= Socialist Workers Organization (New Zealand) =

Trotskyist organization

The Socialist Workers Organization was a Trotskyist organisation based in New Zealand. It was part of the International Socialist Tendency, the British Socialist Workers Party's international tendency.

The Socialist Workers Organization was established by the merger of the Communist Party of New Zealand and the International Socialist Organisation in 1994. The former was the direct linear organisational continuation of the old Communist Party that had been founded as a part of the Communist International. Unlike most such official Communist parties that of New Zealand had aligned itself with Beijing after China and the Soviet Union fell out in 1961. Later still the CPNZ aligned itself with Albania.
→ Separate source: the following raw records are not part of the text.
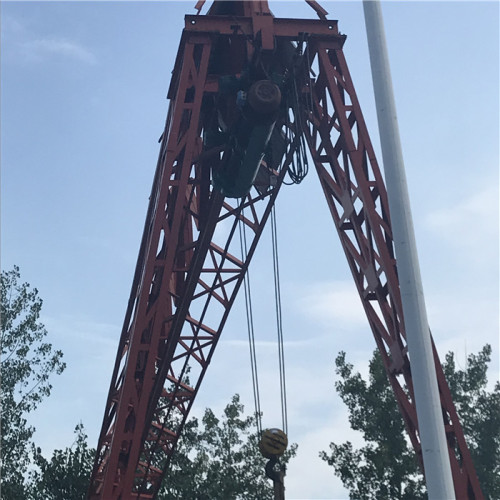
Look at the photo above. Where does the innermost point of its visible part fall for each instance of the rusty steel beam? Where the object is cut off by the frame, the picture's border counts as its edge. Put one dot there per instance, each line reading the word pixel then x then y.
pixel 355 192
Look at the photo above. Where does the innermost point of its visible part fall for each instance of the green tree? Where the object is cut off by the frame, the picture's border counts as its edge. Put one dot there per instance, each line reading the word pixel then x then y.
pixel 28 361
pixel 386 467
pixel 220 459
pixel 66 475
pixel 217 459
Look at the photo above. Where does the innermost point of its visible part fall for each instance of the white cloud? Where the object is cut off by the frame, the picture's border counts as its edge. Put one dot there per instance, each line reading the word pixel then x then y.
pixel 473 222
pixel 43 48
pixel 336 303
pixel 21 45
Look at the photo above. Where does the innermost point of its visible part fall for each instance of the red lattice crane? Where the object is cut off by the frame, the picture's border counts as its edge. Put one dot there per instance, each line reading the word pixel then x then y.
pixel 249 93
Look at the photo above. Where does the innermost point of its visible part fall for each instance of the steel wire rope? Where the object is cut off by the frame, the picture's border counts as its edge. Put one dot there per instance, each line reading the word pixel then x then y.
pixel 250 325
pixel 279 321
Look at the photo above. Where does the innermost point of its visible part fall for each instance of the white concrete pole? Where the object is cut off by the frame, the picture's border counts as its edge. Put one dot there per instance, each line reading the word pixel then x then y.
pixel 430 420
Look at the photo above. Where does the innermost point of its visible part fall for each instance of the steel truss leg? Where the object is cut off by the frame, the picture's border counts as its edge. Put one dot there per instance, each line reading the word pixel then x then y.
pixel 185 283
pixel 356 195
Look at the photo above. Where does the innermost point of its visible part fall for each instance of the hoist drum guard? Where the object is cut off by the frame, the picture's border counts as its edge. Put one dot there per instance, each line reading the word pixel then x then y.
pixel 249 139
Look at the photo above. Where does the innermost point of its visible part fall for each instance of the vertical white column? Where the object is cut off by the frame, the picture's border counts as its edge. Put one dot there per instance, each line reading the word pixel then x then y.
pixel 430 420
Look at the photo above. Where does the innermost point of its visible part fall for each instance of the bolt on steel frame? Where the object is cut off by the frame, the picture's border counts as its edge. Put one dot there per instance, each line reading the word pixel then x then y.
pixel 190 268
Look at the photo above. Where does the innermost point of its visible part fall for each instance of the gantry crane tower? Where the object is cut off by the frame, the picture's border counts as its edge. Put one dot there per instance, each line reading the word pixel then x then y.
pixel 249 94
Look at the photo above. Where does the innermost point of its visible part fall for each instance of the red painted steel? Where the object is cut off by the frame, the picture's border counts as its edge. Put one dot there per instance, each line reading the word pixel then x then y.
pixel 188 274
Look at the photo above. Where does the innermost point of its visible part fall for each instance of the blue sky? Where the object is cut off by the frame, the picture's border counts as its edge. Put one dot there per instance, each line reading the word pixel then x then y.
pixel 83 105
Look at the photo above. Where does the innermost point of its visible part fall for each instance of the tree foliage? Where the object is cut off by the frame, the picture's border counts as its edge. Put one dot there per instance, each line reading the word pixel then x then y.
pixel 216 459
pixel 386 467
pixel 66 475
pixel 220 459
pixel 28 361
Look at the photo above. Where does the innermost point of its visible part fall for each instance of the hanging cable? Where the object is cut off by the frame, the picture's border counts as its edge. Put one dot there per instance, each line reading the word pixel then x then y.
pixel 251 336
pixel 279 320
The latter group, the ISO, had been formed by a small group who had been recruited to the politics of the International Socialism Tradition while living in Australia and had decided to form their own organisation based on those politics. It came as a shock to them then when they found that the leadership of the SWP (Britain) had entered into discussions with the CPNZ and they only reluctantly fused into the new Socialist Workers Organisation at the behest of the SWP who sent an emissary to New Zealand to further the fusion.

After a period of working together the core of the former ISO felt that the SWO was dominated by elements who had not broken from Stalinist organisational practices and politics and split to refound the International Socialist Organisation. The new ISO is active in Dunedin, Wellington, and Auckland. The SWO evolved into Socialist Worker (Aotearoa) active in Auckland and Wellington, but was dissolved in 2012.